At 8:25 in the morning, we set off for the summit in these angry, avalanche-prone mountains. Spring is really the only time you can ski Tuk without a deathwish because of an intense persistent weak layer problem that plagues this range essentially every ski season. We had hoped to find soft snow by around mid-day when the sun was supposed to poke out. But that didn’t happen.

‘Tuk No’ is Mount Tukuhnikivatz’s slightly shorter sister peak with equally as good skiing—if not better. | Photo courtesy SnowBrains

It was snowing on the way up. We toured through silent old-growth evergreens and aspen trees in rolling hills that we thought were mountains. We thought that until we got to Gold Basin. It was here we realized that those were only hills. The real mountains started here.

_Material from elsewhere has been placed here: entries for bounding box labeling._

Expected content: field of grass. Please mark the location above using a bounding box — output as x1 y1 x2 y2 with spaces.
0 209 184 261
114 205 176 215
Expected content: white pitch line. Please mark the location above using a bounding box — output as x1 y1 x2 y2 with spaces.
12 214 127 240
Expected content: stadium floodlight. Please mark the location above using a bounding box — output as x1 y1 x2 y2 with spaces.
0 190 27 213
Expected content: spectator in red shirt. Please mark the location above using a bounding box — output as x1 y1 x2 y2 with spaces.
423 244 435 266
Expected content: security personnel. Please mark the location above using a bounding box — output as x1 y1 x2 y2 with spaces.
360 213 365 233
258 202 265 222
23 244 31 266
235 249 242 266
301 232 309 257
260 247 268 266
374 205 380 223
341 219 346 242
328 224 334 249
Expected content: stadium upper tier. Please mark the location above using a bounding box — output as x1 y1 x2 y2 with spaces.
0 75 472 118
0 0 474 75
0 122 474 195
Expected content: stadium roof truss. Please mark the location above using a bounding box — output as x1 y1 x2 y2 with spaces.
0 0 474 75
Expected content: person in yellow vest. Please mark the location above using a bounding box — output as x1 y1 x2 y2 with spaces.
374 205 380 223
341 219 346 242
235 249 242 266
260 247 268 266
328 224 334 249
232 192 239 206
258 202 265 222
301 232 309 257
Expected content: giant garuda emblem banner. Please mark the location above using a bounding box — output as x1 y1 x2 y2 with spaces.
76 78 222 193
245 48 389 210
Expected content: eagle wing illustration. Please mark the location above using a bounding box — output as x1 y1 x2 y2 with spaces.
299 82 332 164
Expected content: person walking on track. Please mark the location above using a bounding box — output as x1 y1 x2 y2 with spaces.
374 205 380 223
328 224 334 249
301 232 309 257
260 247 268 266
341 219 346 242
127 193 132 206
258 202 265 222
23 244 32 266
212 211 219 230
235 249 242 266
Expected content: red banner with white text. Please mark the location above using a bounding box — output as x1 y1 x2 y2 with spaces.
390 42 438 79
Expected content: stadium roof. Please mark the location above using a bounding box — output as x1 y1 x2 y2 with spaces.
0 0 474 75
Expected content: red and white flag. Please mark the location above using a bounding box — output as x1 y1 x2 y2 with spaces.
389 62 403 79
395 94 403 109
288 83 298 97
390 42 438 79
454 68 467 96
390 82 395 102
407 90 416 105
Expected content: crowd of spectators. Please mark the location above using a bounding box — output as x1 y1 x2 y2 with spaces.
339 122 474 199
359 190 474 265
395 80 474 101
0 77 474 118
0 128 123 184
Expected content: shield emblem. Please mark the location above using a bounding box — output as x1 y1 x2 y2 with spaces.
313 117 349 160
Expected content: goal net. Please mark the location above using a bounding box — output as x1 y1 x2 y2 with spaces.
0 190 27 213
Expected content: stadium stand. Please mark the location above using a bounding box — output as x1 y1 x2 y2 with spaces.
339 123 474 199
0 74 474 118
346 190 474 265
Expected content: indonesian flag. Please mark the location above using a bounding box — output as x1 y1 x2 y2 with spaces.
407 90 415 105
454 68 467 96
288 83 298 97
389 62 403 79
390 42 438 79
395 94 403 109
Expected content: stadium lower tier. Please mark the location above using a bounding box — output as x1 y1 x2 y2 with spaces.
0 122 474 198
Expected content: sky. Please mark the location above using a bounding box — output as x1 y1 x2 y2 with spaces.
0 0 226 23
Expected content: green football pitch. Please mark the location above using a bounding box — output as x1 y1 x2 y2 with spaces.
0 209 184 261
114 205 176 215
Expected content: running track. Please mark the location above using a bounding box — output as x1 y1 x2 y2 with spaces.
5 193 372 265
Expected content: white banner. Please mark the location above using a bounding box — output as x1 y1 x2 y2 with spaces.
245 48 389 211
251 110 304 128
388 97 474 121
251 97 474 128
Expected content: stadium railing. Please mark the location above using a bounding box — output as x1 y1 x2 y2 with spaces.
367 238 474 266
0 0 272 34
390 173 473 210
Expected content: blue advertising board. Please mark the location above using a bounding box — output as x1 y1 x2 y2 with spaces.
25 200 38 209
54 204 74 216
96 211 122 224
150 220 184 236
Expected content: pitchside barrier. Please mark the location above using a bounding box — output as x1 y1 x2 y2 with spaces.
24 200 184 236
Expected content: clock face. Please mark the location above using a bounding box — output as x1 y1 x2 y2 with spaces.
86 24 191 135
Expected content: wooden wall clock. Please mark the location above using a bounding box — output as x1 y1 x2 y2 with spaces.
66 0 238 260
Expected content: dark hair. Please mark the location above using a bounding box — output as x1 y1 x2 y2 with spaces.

The cirque connecting Mount Tukuhnikivatz and its sister peak ‘Tuk No’ is giant. It’s also beautiful. From rolling, forested hills do these 12,000-foot behemoths appear and shoot up towards the sky. At the bottom of Gold Basin, you’re struck with a sense of awe. You see the tall peaks and their absolutely magnificent, several-thousand-foot avalanche paths that drain out right on top of you. You’re glad you’re here in the Spring.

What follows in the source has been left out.